Tipo a) conceitos-fonte →→→→→ conceitos-alvo: este continuum diz respeito a processos produ- tores de significado, relativos ao mundo extra-lingüístico, que ligam o mundo real ao mundo mental;

Tipo b) discurso →→→→→ sintaxe →→→→→ morfologia →→→→→ fonologia →→→→→ Ø: diz respeito à passagem do mundo mental ao lingüístico e, neste, de níveis de estruturação mais amplos a mais restritos, tanto no sentido paradigmático quanto sintagmático;

Os advérbios são bastante interessantes, quando estudados do ponto de vista da Gramaticalização, pois a classe é considerada categoria intermediária, ponto de passagem diacrônica de nomes, adjetivos, verbos e talvez outras categorias do “patamar” do léxico para o “patamar” da gramática, admitindo-se, em princípio, uma separação entre esses dois conjuntos de elementos lingüísticos. E, dentre os advérbios, parece razoável supor que os espaciais e temporais sejam prototípicos, para a maioria dos falantes, admitindo-se aqui o conceito de categoria lingüística prototípica, segundo o qual, sendo a língua, ao mesmo tempo, produto da cognição humana e instrumento de utilização cotidiana, é espelho de habilidades mais gerais, uma das quais é, precisamente, a capacidade de categorização. Com efeito, estudos relativos à cognição humana, admitem, pacificamente, que a noção de que um elemento pertence a uma dada categoria é uma noção psicologicamente muito real ( cf., por exemplo, Rosch, 1975, apud Taylor, 1992: 43). Sendo a língua um sistema simbólico convencional, impõe, portanto, a seus usuários, um conjunto de categorias, que reflete, não só as repartições do mundo, mas categorias que se reconhecem no próprio material que se utiliza. Para esse processo é crucial a noção de protótipos, entendidos como membros centrais, exemplares, da categoria, aos quais se associ- am membros periféricos.

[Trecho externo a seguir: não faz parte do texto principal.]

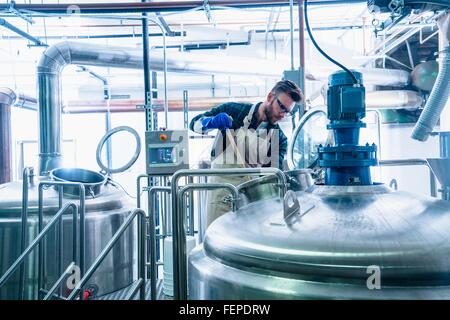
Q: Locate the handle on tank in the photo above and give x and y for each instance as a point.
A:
(291, 206)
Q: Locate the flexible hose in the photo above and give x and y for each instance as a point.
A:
(436, 102)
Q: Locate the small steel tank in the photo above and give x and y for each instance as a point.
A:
(330, 251)
(106, 210)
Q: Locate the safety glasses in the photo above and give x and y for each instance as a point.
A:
(283, 108)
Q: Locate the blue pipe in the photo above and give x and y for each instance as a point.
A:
(95, 8)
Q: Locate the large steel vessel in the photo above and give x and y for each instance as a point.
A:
(105, 212)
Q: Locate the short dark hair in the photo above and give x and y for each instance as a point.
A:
(290, 88)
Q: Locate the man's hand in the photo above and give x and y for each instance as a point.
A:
(221, 121)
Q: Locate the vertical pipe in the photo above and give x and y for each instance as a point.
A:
(154, 83)
(191, 209)
(40, 249)
(301, 44)
(152, 233)
(147, 77)
(82, 235)
(141, 248)
(108, 142)
(5, 143)
(60, 236)
(291, 30)
(166, 96)
(186, 109)
(24, 225)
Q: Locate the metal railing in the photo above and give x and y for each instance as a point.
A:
(60, 236)
(37, 242)
(153, 263)
(140, 284)
(413, 162)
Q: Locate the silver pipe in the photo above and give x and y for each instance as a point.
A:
(9, 98)
(291, 30)
(166, 103)
(27, 172)
(179, 232)
(152, 231)
(58, 56)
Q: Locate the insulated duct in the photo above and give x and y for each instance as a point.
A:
(373, 76)
(393, 99)
(441, 90)
(56, 57)
(9, 98)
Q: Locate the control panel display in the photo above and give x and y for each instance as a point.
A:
(162, 155)
(167, 151)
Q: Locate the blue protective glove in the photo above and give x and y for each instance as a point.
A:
(221, 121)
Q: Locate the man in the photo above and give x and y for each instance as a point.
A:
(252, 128)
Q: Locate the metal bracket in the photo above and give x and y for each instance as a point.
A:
(207, 9)
(396, 6)
(16, 12)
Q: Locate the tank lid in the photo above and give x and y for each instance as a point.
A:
(342, 234)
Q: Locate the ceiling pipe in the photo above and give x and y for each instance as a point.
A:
(160, 6)
(440, 93)
(9, 98)
(395, 99)
(56, 57)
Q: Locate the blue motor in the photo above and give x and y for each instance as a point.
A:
(347, 163)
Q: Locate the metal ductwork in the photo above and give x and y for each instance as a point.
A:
(49, 70)
(56, 57)
(373, 76)
(441, 90)
(393, 99)
(9, 98)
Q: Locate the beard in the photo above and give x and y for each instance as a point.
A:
(269, 116)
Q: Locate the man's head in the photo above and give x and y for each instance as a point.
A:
(281, 100)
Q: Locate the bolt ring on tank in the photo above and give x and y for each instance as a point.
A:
(133, 158)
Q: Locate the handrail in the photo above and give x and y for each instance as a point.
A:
(39, 238)
(201, 186)
(110, 245)
(82, 210)
(152, 227)
(179, 232)
(206, 186)
(58, 282)
(413, 162)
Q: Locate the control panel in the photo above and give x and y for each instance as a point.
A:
(167, 151)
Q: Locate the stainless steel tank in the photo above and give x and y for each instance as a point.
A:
(105, 212)
(343, 236)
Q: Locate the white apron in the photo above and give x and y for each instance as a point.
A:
(246, 147)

Para a teoria da Gramaticalização, associa-se a esse entendimento do processo de categorização, como instrumental de fundamental importância, a compreensão do mecanismo da metáfora, pensada em termos de Lingüística Cognitiva, ou seja, considerando que as línguas naturais se estruturam em paralelo ao desenvolvimento do processo de cognição, processo mental primitivo, formulando conceitos básicos que modelam, por projeção, outros conceitos, tornando-se motores de expressões lingüísticas de variados níveis de abstração.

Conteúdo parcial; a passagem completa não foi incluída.